Avec quatre fautes à la carabine et surtout une incapacité à retrouver ses sensations sur les skis, cet Individuel, disputé qui plus est sous de fortes rafales de vent et une neige abondante, a constitué un calvaire pour celui qui a écrasé la discipline durant 7 ans avant de connaître cette saison une spectaculaire baisse de régime. Impossible dans ces conditions d'aller titiller les meilleurs et de lutter pour une place sur le podium.
Fourcade termine ainsi à 5 min 46 secondes de Peiffer, victorieux devant le bulgare Vladimir Iliev et le Norvégien Tarjei Boe. Autant dire, une éternité pour un biathlète de sa trempe.
«J'en ai marre»
La pause de six semaines que s'était accordée le Français à partir de fin janvier n'a donc pas eu le don de le rebooster. Bien au contraire.
«C'est très frustrant et c'est difficile, a-t-il déclaré. Sportivement, c'est compliqué et j'ai envie de tourner la page de cette saison. C'est difficile de se prendre ça à la figure à chaque course et j'en ai marre. J'ai du mal à enchaîner les courses et ça me coûte physiquement, ça ne répond pas comme je veux donc on se met à se poser beaucoup de questions dans sa tête. Il y a une espèce de résignation et un cercle vicieux.»
Même le staff tricolore, longtemps adepte de la méthode Coué concernant son leader, est bien obligé de reconnaître que le mal est bien profond.
«Il ne trouve pas les solutions et on ne trouve pas non plus les solutions, a admis Vincent Vittoz, l'entraîneur des Bleus. La première semaine de la compétition, il réagissait bien mais on a vu après le sprint (samedi, ndlr) des difficultés à récupérer et on a revécu ce que l'on avait vécu en début de saison. Le mois de février n'a pas été suffisant pour enrayer cette mauvaise passe.»
«Il est perdu»
«Il y a des problèmes de récupération et chaque course lui coûte physiquement et mentalement, a ajouté le technicien et ex-fondeur, arrivé cette saison à la tête des Bleus. L'Individuel lui tenait à coeur et il est parti vite mais dès les premiers intermédiaires, il s'est rendu compte qu'il n'était pas dans le bon tempo, en ayant pourtant beaucoup donné. Il est perdu et il manque de confiance. C'est une grosse déception.»

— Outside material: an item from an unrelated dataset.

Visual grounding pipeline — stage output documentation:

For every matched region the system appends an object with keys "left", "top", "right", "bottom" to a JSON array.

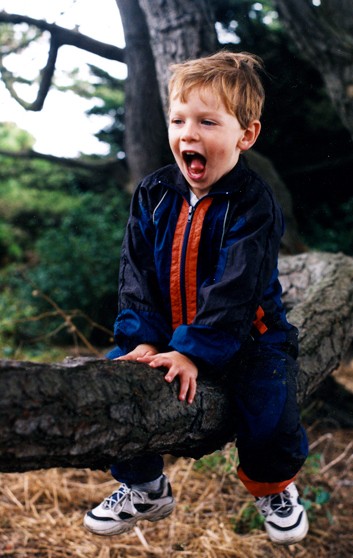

Signe de son désarroi, Fourcade a avoué que sans le relais, prévu samedi, la question d'arrêter les frais et la saison dès à présent se serait posée alors qu'il reste encore quatre épreuves individuelles au programme d'ici la fin de l'exercice 2018-2019 (une mass start aux Mondiaux dimanche et 3 courses à Oslo lors de la dernière étape de la Coupe du monde du 22 au 24 mars).
«Je me concentre sur le relais aujourd'hui et je fais comme depuis le début des Championnats, je prends les courses les unes après les autres, a-t-il expliqué. Cette course je ne la fais pas pour moi sinon je ne serai sans doute pas là samedi. Je la fais pour l'équipe. Malgré mon hiver compliqué, j'ai ma place et une responsabilité dans cette équipe.»
Seule maigre consolation pour le Français dans cette journée à oublier au plus vite: son record du nombre de victoires sur une saison (14) tient toujours. Le Norvégien Johannes Boe, assuré de lui succéder au palmarès de la Coupe du monde et seulement 9e de l'Individuel mercredi, n'a pas été capable de l'égaler et reste bloqué à 13 succès. Pas sûr toutefois que cela efface ses déboires actuels.